# **Project Name**    - Glassdoor Job Market Explorer



##### **Project Type**    - EDA/Regression/Unsupervised
##### **Contribution**    - Individual
##### **Team Member 1 - Kanishk Khadria**


# **Project Summary -

 # 💼 Glassdoor Salary Insights via Exploratory Data Analysis (EDA)

---

## 📌 1. Project Objective

The goal of this project is to perform data-driven exploratory analysis on job listings collected from Glassdoor. The analysis aims to extract salary-related insights tailored to four main stakeholder groups:

- **Job Seekers:** Understand expected compensation by role and location.
- **Employers:** Benchmark and set competitive salary offerings.
- **Analysts:** Study salary trends across multiple dimensions.
- **Recruiters:** Ensure fair and market-aligned compensation recommendations.

---

## 🎯 2. Stakeholder-Centric Business Goals

### 🔹 Job Seekers
- Know average salaries by role and location.
- Evaluate fair compensation expectations.

### 🔹 Employers
- Compare salary offerings against competitors.
- Align compensation strategies with market rates.

### 🔹 Analysts
- Identify patterns and relationships affecting pay.
- Explore correlations with job-level features (e.g., size, rating, industry).

### 🔹 Recruiters
- Spot outliers and underpaying listings.
- Suggest roles with better compensation and fairness.

---

## 🗃️ 3. Dataset Overview

The dataset contains 600+ job postings from Glassdoor with the following features:

- **Textual Fields:** Job Title, Location, Job Description, Company Name
- **Categorical Fields:** Size, Industry, Sector, Type of Ownership
- **Numeric Fields:** Company Rating, Year Founded
- **Target Field:** Salary Estimate (string format like "$80K–$120K (Glassdoor est.)")

🧹 Data Quality:
- No missing values across columns.
- Requires transformation of salary field to numeric format for analysis.

---

## 📊 4. EDA Workflow

### 🔧 Step 1: Data Cleaning
- Extracted `Min Salary`, `Max Salary`, and `Avg Salary` from the `Salary Estimate` field.
- Removed special characters and text (e.g., "(Glassdoor est.)").

### 🛠️ Step 2: Feature Engineering
- Split `Location` into `City` and `State`.
- Categorized `Job Title` into simplified roles for easier aggregation.

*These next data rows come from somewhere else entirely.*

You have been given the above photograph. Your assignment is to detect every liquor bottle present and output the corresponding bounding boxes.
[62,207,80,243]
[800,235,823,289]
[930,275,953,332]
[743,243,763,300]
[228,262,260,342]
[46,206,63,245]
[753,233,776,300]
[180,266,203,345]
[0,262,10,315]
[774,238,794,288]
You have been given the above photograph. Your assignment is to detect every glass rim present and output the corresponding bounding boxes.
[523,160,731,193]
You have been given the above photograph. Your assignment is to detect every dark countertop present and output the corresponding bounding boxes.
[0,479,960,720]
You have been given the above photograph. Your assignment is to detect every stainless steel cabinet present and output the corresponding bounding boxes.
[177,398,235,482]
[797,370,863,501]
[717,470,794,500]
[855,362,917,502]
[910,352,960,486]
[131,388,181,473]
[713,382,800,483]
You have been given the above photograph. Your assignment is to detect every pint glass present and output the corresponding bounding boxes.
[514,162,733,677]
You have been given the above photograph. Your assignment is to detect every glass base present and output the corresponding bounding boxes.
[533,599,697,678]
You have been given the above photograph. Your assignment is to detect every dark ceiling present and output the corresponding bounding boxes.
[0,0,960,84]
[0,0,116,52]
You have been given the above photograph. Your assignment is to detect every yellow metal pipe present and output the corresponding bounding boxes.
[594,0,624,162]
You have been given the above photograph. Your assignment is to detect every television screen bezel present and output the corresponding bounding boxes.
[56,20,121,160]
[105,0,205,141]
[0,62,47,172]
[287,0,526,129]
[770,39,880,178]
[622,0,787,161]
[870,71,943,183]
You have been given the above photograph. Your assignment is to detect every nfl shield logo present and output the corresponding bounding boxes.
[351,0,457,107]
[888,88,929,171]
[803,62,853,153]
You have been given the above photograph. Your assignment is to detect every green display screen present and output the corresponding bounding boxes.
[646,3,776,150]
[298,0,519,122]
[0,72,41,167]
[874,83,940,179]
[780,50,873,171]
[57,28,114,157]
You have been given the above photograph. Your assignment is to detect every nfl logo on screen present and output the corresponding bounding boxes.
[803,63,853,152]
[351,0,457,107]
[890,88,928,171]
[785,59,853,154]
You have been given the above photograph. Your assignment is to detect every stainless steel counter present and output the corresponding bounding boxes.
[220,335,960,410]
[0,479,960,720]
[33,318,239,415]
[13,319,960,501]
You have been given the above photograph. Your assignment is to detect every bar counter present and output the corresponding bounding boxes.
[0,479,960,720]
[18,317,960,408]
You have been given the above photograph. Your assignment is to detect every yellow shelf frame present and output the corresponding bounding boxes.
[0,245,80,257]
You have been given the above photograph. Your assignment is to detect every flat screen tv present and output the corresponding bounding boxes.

### 📈 Step 3: Salary Trend Analysis
- Analyzed average salaries by:
  - Job Title
  - State / City
  - Company Size
  - Industry and Sector

### 🏢 Step 4: Company Benchmarking
- Compared salaries across:
  - Company Ratings
  - Revenue Brackets
  - Company Sizes

### 🚦 Step 5: Recruiter Insights
- Used IQR and z-score to detect salary outliers.
- Highlighted fair vs. unfair pay across different job listings.

---

## 🔍 5. Key Insights (Illustrative)

- Cities like **San Francisco** and **New York** tend to offer the highest average salaries.
- Smaller companies or startups may offer competitive pay in niche domains.
- Company ratings and salaries are not always strongly correlated.
- Certain industries (e.g., Tech, Finance) consistently pay above average.

---

## 🔮 6. Next Steps

This EDA lays the foundation for:

- **Supervised Learning (Regression):**
  - Predict salary using structured job features.
- **NLP (Natural Language Processing):**
  - Extract in-demand skills from `Job Description` text.
- **Clustering (Optional):**
  - Group similar jobs for role-based insights using unsupervised learning.

---

## ✅ Conclusion

This project highlights the power of structured EDA in deriving business-relevant insights from job listing data. The analysis benefits multiple stakeholders and sets the stage for advanced predictive and prescriptive modeling in future phases.

**

Write the summary here within 500-600 words.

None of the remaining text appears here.